Investing in Australia’s 2nd tier cities
Paul Thornhill takes a look at the prospects for commercial property in Canberra, Newcastle and the Gold Coast.
Australia’s regional cities are increasingly seen by investors as an opportunity to add commercial property to their portfolio at a lower entry price than Sydney or Melbourne.
But while these centres boast fast growing populations and industries, investors in these markets need to adapt their approach to suit local conditions.
The fortunes of a regional centre can be highly dependent on just a few industries. When one sector is booming it’s a real plus for investors, but if conditions turn down in an important industry, the market can deteriorate across all sectors.
Canberra is a great example of this dilemma, a public sector town facing an incoming government’s promise to cut 12,000 civil service positions. While the job shedding by natural attrition is unlikely to produce a sudden spike in vacancies, there’s likely to be a higher supply of office space over the next few years.
Things appear brighter in Newcastle, where Herron Todd White Commercial Director, Ed Thwaites told me, “Good quality, well located industrial properties with the right tenant signed up on a long term lease are returning around 8.5%. Some important new sites have recently come on to the market and banks are more willing to lend.”

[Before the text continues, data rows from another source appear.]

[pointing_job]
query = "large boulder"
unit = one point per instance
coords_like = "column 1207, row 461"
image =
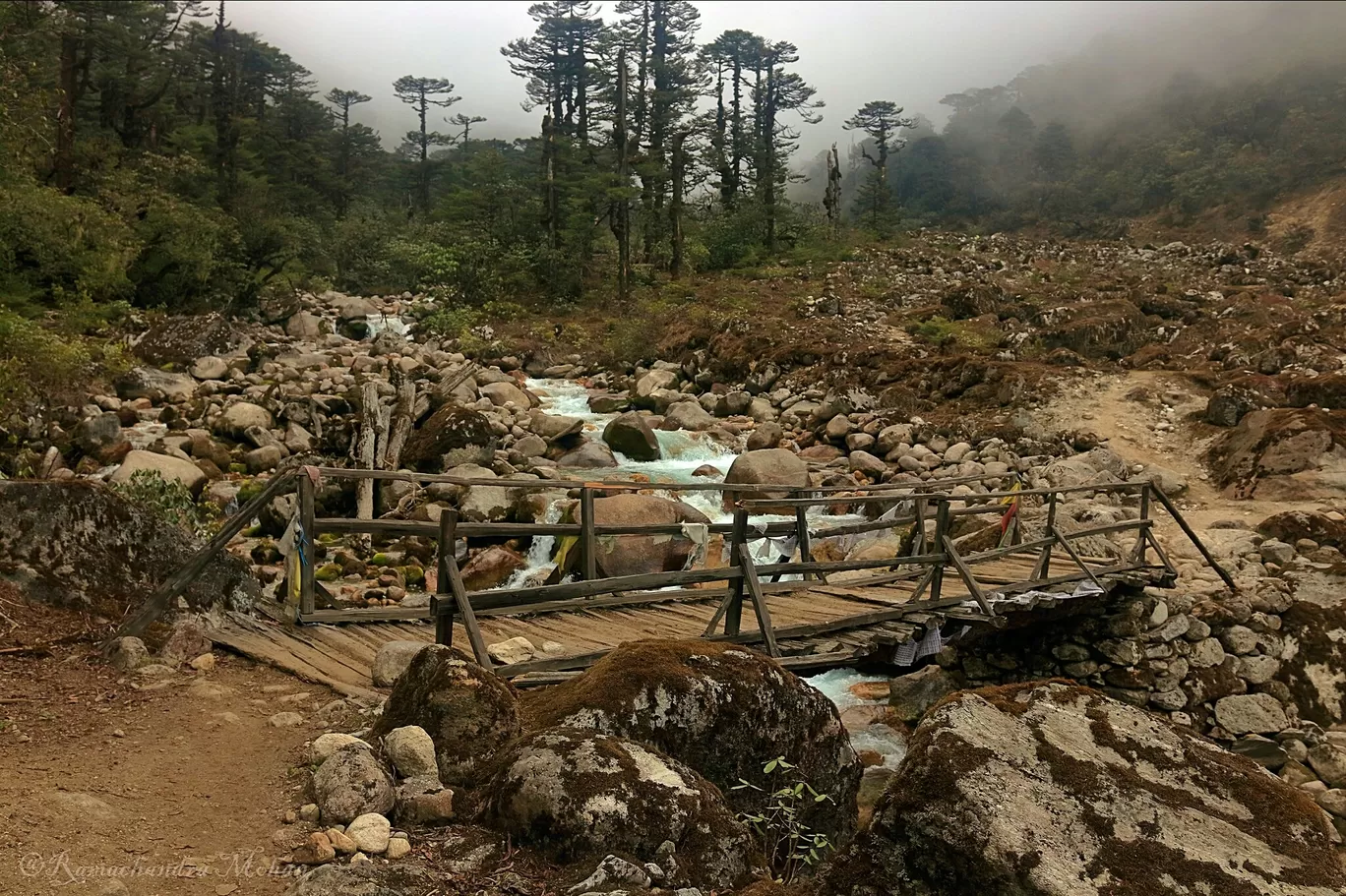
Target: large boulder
column 183, row 338
column 721, row 709
column 241, row 416
column 468, row 712
column 1314, row 659
column 591, row 455
column 79, row 544
column 687, row 414
column 155, row 385
column 1283, row 453
column 507, row 393
column 350, row 783
column 164, row 465
column 492, row 567
column 451, row 436
column 1292, row 525
column 636, row 555
column 579, row 793
column 1056, row 790
column 630, row 435
column 766, row 467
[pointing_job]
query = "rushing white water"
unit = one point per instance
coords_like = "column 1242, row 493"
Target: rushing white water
column 879, row 738
column 683, row 453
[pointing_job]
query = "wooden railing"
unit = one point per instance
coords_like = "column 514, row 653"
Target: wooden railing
column 925, row 511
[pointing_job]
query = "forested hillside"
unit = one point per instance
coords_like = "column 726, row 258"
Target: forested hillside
column 1235, row 113
column 153, row 156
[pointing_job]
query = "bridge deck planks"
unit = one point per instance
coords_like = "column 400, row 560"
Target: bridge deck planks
column 340, row 655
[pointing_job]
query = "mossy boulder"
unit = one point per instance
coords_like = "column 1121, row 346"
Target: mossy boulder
column 721, row 709
column 451, row 436
column 1314, row 665
column 581, row 794
column 1050, row 789
column 468, row 712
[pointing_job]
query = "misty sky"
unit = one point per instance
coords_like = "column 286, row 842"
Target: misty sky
column 910, row 53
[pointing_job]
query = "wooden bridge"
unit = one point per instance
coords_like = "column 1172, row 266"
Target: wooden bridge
column 886, row 610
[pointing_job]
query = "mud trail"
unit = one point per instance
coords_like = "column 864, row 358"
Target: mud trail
column 1147, row 417
column 172, row 791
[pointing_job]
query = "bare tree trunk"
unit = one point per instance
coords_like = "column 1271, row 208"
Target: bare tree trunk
column 66, row 114
column 366, row 452
column 624, row 216
column 676, row 208
column 401, row 424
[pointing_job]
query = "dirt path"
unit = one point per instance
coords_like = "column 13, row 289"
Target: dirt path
column 112, row 790
column 1155, row 430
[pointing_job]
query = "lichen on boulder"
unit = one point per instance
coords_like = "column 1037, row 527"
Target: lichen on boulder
column 1049, row 789
column 468, row 712
column 721, row 709
column 579, row 794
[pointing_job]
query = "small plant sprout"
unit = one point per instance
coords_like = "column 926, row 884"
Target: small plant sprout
column 789, row 844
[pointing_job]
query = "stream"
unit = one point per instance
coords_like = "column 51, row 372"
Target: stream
column 684, row 452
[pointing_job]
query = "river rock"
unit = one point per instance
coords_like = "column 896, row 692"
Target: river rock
column 1251, row 715
column 591, row 455
column 155, row 385
column 867, row 463
column 167, row 467
column 468, row 712
column 687, row 414
column 89, row 548
column 392, row 661
column 451, row 436
column 767, row 435
column 98, row 432
column 720, row 709
column 577, row 791
column 325, row 746
column 492, row 567
column 370, row 833
column 211, row 368
column 910, row 695
column 350, row 783
column 424, row 801
column 412, row 752
column 636, row 555
column 1314, row 659
column 1028, row 789
column 507, row 393
column 767, row 467
column 630, row 435
column 651, row 383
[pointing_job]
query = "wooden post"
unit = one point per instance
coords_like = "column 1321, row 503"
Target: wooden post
column 365, row 452
column 918, row 541
column 941, row 527
column 754, row 587
column 968, row 578
column 739, row 538
column 1045, row 557
column 399, row 428
column 443, row 578
column 1139, row 552
column 1188, row 530
column 1074, row 556
column 801, row 533
column 588, row 541
column 464, row 606
column 307, row 549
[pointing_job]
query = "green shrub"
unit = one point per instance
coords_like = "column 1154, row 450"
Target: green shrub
column 39, row 364
column 170, row 501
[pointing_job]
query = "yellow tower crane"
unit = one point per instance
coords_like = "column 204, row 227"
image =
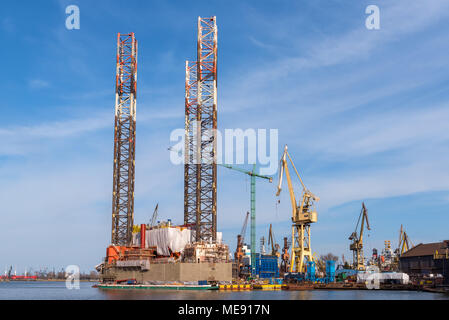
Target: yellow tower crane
column 302, row 216
column 405, row 243
column 357, row 240
column 274, row 246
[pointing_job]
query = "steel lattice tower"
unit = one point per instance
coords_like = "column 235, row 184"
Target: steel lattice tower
column 124, row 140
column 200, row 175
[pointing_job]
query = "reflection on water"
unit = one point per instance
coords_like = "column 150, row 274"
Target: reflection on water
column 57, row 290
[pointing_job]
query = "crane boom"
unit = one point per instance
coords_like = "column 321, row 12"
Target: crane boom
column 245, row 223
column 154, row 217
column 357, row 239
column 253, row 176
column 302, row 216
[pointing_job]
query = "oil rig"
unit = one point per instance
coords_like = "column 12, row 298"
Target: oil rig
column 163, row 252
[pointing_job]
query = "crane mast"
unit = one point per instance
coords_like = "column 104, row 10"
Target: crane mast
column 405, row 243
column 357, row 240
column 274, row 245
column 303, row 215
column 238, row 251
column 253, row 176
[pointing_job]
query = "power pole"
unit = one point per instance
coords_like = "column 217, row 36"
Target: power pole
column 124, row 140
column 200, row 170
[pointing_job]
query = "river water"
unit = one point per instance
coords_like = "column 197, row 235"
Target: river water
column 18, row 290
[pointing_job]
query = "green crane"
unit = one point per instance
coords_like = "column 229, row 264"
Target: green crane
column 253, row 176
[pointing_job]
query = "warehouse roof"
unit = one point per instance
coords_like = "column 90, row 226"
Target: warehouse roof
column 426, row 249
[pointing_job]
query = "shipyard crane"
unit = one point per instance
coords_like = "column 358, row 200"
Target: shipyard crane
column 357, row 240
column 154, row 217
column 274, row 245
column 405, row 243
column 303, row 214
column 253, row 176
column 285, row 257
column 238, row 251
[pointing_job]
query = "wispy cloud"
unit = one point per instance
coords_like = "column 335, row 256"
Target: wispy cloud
column 38, row 84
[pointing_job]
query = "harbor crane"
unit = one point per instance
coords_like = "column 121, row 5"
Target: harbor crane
column 154, row 217
column 357, row 240
column 404, row 244
column 303, row 214
column 285, row 257
column 253, row 176
column 238, row 251
column 274, row 245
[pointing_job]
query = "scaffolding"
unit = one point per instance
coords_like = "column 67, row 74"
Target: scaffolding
column 124, row 140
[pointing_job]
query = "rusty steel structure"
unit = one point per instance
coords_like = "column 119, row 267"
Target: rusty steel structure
column 200, row 171
column 124, row 140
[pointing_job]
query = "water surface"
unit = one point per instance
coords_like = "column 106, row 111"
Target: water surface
column 33, row 290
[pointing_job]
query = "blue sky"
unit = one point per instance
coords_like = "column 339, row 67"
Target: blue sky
column 365, row 114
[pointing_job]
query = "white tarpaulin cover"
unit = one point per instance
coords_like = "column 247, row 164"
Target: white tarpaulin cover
column 403, row 278
column 166, row 239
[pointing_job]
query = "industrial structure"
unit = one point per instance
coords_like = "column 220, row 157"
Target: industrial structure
column 253, row 176
column 429, row 259
column 356, row 237
column 200, row 168
column 162, row 251
column 159, row 253
column 124, row 140
column 303, row 214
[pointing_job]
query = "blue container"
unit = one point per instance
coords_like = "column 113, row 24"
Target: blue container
column 310, row 274
column 266, row 266
column 330, row 271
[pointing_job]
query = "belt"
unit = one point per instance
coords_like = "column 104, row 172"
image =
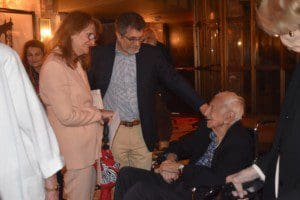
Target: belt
column 130, row 124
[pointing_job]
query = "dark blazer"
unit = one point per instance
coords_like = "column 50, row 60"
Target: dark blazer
column 152, row 68
column 234, row 153
column 286, row 144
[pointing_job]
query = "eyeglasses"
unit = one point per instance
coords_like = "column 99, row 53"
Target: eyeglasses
column 134, row 39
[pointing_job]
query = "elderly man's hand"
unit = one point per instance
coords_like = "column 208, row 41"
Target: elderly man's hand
column 169, row 170
column 246, row 175
column 203, row 108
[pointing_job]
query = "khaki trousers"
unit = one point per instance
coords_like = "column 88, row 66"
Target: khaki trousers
column 129, row 148
column 80, row 184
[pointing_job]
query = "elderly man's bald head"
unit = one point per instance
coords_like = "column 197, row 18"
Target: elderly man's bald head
column 224, row 109
column 233, row 103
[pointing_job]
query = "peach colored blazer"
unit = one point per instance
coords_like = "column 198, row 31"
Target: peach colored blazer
column 66, row 95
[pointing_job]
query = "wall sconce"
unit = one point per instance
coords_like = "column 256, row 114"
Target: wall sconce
column 45, row 29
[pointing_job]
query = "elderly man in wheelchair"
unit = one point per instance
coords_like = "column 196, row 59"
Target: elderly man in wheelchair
column 219, row 148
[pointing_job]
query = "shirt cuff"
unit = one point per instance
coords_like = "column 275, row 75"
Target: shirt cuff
column 260, row 173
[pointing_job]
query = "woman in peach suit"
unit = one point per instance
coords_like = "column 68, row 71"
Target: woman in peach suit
column 65, row 92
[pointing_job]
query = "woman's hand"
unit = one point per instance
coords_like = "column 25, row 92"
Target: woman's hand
column 52, row 195
column 51, row 188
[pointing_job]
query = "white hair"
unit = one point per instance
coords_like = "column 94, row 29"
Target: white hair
column 233, row 103
column 278, row 17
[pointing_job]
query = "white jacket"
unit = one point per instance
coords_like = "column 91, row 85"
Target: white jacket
column 29, row 151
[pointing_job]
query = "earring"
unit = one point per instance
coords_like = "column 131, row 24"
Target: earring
column 291, row 33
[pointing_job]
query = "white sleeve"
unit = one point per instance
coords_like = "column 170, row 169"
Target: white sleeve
column 32, row 119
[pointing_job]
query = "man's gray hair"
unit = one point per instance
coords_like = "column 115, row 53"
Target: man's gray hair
column 278, row 17
column 234, row 103
column 129, row 19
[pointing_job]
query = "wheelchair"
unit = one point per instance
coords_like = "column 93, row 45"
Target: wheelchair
column 223, row 192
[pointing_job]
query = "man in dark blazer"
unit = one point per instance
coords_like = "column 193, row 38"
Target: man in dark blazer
column 280, row 167
column 127, row 73
column 207, row 166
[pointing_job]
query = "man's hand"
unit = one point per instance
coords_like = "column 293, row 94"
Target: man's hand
column 106, row 115
column 246, row 175
column 172, row 157
column 169, row 170
column 203, row 108
column 169, row 177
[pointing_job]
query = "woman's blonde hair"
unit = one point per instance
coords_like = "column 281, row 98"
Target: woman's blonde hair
column 74, row 23
column 278, row 17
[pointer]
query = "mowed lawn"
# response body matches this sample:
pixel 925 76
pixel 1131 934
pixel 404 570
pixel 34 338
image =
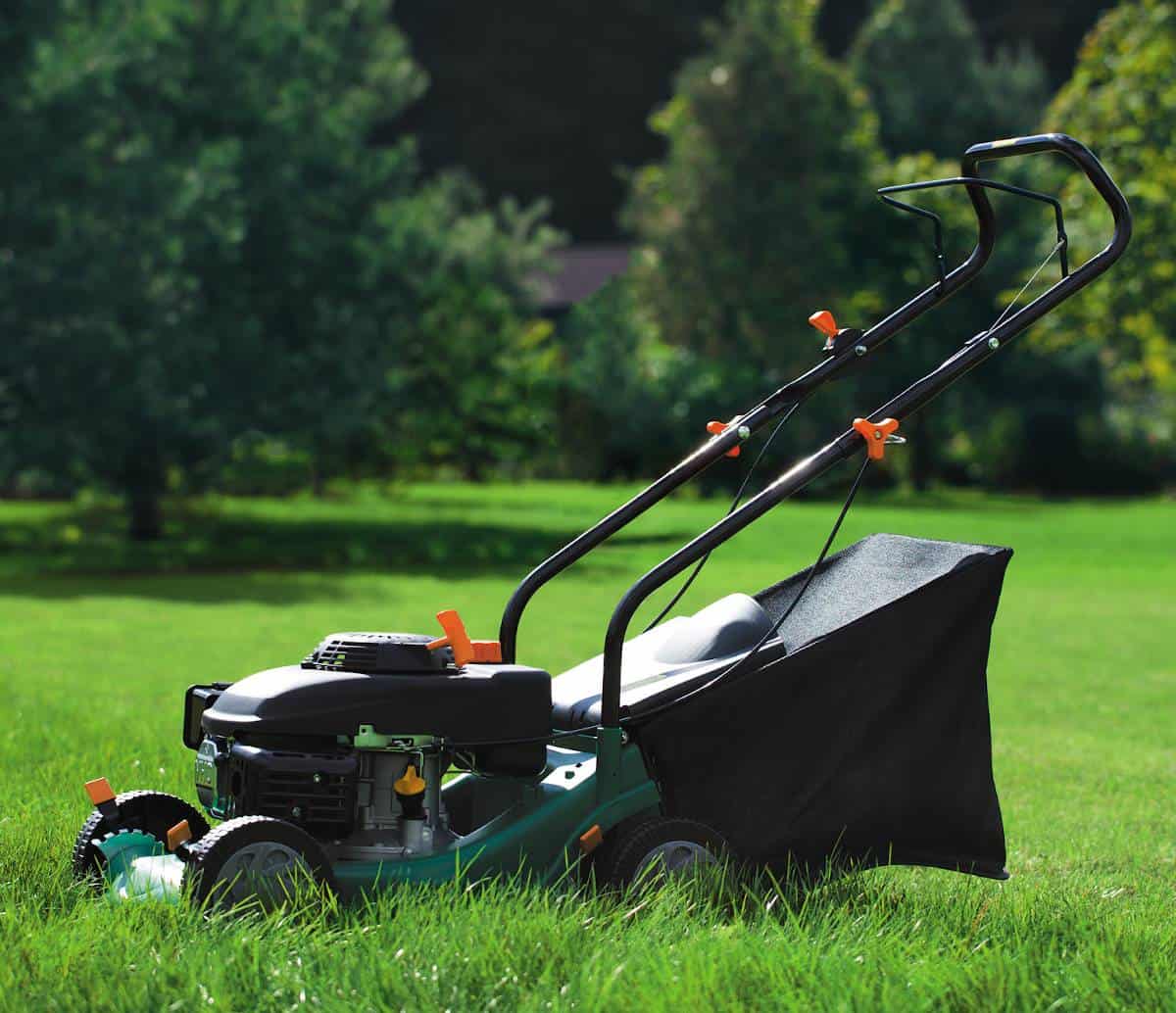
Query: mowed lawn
pixel 98 644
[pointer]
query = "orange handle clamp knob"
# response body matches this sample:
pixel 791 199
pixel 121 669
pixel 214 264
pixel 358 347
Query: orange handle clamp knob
pixel 717 429
pixel 875 435
pixel 465 650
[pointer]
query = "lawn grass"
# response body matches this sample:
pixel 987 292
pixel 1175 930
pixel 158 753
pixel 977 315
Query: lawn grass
pixel 99 642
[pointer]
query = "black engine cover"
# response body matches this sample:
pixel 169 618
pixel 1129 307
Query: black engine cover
pixel 477 702
pixel 313 790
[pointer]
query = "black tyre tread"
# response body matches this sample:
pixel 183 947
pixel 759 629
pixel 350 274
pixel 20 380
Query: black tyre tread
pixel 134 808
pixel 620 864
pixel 206 855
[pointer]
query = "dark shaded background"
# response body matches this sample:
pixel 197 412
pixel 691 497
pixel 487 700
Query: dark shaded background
pixel 550 98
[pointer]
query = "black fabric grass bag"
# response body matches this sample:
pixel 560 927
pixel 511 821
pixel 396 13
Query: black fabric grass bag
pixel 868 743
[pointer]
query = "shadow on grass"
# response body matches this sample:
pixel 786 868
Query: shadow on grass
pixel 286 557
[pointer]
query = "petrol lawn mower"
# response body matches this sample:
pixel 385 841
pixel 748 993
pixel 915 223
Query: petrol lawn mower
pixel 838 718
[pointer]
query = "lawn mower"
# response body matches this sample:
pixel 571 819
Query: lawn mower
pixel 838 718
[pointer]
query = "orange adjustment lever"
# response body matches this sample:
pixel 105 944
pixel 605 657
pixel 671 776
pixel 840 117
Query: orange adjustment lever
pixel 465 650
pixel 717 429
pixel 875 435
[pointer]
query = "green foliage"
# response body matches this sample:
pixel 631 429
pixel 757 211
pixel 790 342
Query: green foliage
pixel 762 202
pixel 1123 100
pixel 933 86
pixel 632 402
pixel 1080 683
pixel 210 246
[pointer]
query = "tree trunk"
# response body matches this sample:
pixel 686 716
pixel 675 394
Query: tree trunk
pixel 142 484
pixel 146 514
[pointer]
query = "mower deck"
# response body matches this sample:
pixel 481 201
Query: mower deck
pixel 540 822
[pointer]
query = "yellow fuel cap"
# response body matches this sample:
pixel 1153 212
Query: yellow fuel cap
pixel 410 783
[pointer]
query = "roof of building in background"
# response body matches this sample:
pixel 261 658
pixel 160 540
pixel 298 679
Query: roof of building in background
pixel 579 271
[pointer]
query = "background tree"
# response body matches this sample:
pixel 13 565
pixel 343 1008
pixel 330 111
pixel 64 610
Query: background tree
pixel 761 211
pixel 932 83
pixel 1123 98
pixel 200 242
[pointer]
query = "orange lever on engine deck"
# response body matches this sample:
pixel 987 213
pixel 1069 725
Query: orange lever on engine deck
pixel 465 650
pixel 875 434
pixel 716 428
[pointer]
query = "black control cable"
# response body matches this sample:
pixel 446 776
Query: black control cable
pixel 735 502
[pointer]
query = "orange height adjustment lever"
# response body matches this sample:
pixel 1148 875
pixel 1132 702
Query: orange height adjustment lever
pixel 465 650
pixel 875 435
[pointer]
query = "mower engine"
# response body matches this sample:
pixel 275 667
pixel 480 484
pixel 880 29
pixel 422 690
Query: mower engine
pixel 352 744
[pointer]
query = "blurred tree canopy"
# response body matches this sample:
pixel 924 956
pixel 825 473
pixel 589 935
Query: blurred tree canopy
pixel 550 98
pixel 1123 98
pixel 761 213
pixel 933 84
pixel 220 255
pixel 199 242
pixel 762 205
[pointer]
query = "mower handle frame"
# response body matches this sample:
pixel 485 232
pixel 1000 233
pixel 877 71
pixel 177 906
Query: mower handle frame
pixel 974 352
pixel 744 425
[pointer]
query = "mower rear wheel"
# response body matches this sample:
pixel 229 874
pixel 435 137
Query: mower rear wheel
pixel 650 851
pixel 154 812
pixel 256 859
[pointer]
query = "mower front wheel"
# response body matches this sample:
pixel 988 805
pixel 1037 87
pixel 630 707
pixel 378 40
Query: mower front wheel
pixel 650 851
pixel 256 860
pixel 154 812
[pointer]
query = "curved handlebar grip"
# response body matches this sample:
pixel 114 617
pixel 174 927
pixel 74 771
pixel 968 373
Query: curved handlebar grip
pixel 1083 158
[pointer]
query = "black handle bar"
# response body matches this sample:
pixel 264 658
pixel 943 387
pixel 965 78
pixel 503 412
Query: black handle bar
pixel 974 352
pixel 768 410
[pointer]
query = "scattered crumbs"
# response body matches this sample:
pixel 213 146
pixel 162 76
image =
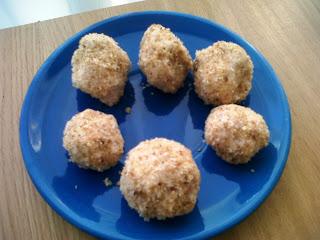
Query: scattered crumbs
pixel 127 110
pixel 107 182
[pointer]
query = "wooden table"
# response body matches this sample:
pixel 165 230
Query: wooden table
pixel 286 32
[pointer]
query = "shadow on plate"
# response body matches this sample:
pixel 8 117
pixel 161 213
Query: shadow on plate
pixel 85 101
pixel 78 188
pixel 250 177
pixel 174 227
pixel 161 103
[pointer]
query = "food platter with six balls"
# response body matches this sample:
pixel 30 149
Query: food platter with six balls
pixel 148 108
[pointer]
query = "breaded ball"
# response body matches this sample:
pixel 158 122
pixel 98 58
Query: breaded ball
pixel 236 133
pixel 164 59
pixel 93 140
pixel 100 68
pixel 160 179
pixel 223 73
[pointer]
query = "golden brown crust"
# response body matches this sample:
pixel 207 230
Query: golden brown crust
pixel 160 179
pixel 236 133
pixel 93 140
pixel 164 59
pixel 100 68
pixel 223 73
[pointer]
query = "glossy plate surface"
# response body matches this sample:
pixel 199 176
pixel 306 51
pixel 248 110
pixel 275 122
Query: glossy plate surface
pixel 228 193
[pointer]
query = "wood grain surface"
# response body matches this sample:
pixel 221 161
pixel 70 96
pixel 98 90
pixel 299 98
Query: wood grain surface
pixel 286 32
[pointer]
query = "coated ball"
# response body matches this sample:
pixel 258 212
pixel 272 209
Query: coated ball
pixel 160 179
pixel 236 133
pixel 164 59
pixel 223 73
pixel 100 68
pixel 93 140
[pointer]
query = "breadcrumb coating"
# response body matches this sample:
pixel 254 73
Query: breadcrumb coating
pixel 100 68
pixel 93 140
pixel 236 133
pixel 223 73
pixel 160 179
pixel 164 59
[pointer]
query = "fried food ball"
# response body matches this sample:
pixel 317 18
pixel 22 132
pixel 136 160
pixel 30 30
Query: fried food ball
pixel 160 179
pixel 100 68
pixel 93 140
pixel 236 133
pixel 223 73
pixel 164 59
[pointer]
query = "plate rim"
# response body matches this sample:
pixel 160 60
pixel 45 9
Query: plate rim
pixel 73 218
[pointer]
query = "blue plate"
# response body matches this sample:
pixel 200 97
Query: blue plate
pixel 228 193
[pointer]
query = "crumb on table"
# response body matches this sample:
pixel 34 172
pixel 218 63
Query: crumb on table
pixel 107 182
pixel 127 110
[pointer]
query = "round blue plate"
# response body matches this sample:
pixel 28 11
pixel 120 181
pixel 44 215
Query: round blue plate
pixel 228 193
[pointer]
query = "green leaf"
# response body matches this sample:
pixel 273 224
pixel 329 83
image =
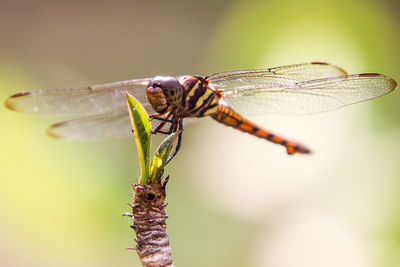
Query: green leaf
pixel 160 159
pixel 142 129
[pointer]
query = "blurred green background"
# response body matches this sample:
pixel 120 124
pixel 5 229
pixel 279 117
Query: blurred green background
pixel 234 200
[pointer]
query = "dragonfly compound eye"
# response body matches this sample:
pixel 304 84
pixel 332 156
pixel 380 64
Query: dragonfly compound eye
pixel 164 93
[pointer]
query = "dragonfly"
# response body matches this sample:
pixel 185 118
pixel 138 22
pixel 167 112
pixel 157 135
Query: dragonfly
pixel 226 97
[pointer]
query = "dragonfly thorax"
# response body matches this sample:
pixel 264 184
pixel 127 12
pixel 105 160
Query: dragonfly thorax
pixel 164 93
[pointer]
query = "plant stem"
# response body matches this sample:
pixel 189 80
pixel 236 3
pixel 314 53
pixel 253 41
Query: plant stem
pixel 148 214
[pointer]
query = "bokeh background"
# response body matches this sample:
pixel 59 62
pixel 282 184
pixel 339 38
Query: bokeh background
pixel 234 200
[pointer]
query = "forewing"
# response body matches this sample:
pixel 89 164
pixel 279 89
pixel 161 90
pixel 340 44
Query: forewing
pixel 289 96
pixel 83 101
pixel 232 80
pixel 104 126
pixel 115 124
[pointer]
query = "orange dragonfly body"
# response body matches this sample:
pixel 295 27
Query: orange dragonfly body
pixel 294 89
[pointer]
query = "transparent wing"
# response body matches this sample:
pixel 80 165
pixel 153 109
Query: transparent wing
pixel 104 126
pixel 230 80
pixel 298 89
pixel 83 101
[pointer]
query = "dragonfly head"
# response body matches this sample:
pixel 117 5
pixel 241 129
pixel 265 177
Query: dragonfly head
pixel 164 93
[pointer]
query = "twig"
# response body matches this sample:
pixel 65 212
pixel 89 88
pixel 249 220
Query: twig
pixel 148 214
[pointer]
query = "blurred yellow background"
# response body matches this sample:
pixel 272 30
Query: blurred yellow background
pixel 234 200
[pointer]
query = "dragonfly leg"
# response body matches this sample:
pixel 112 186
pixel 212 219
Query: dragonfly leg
pixel 178 145
pixel 172 128
pixel 163 122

“The risks may be a little higher here than in Sydney, but smart investors know higher yields should compensate for this.”
Thwaites also highlights an element many investors overlook – the quality of local government and business leadership. In Newcastle’s case, an urban renewal strategy kicked off 20 years ago transformed derelict industrial land into the Honeysuckle precinct; the city’s best performing retail and residential district.
A similar push is underway on Australia’s fastest growing city, the Gold Coast, with a new light rail service, a new Chinatown in Southport and the Commonwealth Games in 2018.
It’s not before time, as Queensland’s South Coast sports a 20% office vacancy rate, lacklustre industrial property performance and a tourist sector weighed down by a high Australian dollar.
Greg Lambert, HTW’s Commercial Director for the Gold Coast told RealCommercial that while there are plenty of challenges there are also opportunities for the canny investor.
Residential enquiries are up and this can signal future improvements in industrial then commercial property.
“With low interest rates and yields of around 9%, the spread and interest coverage are good indicators of future improvement.”
“Banks play a crucial role, looking for solid pre-sales and lease commitments before they’re willing to finance new projects. But against this, the slowdown in development since the GFC means there’s not much new supply.”
Beachside commercial property remains a perennial favourite in Surfers Paradise, Broadbeach and Burleigh Heads. Waterfront properties remain a scarce resource centred on the reason why most visitors come to the Coast.
Lambert tells me there are good reasons for investors to take a look at Australia’s beach playground. “Residential enquiries are up and this can signal future improvements in industrial then commercial property.”
He also notes that Chinese and Indian developers are active on the coast and savvy investors have been buying well located property at mortgagee auctions.
In regional cities, investors should focus their search on established properties with a good covenant to strong business, avoiding deals where rents are rising consistently above CPI in an area with a high vacancy rate.
Above all else, seeking out experienced local experts can provide the crucial inside knowledge to give an investor the edge.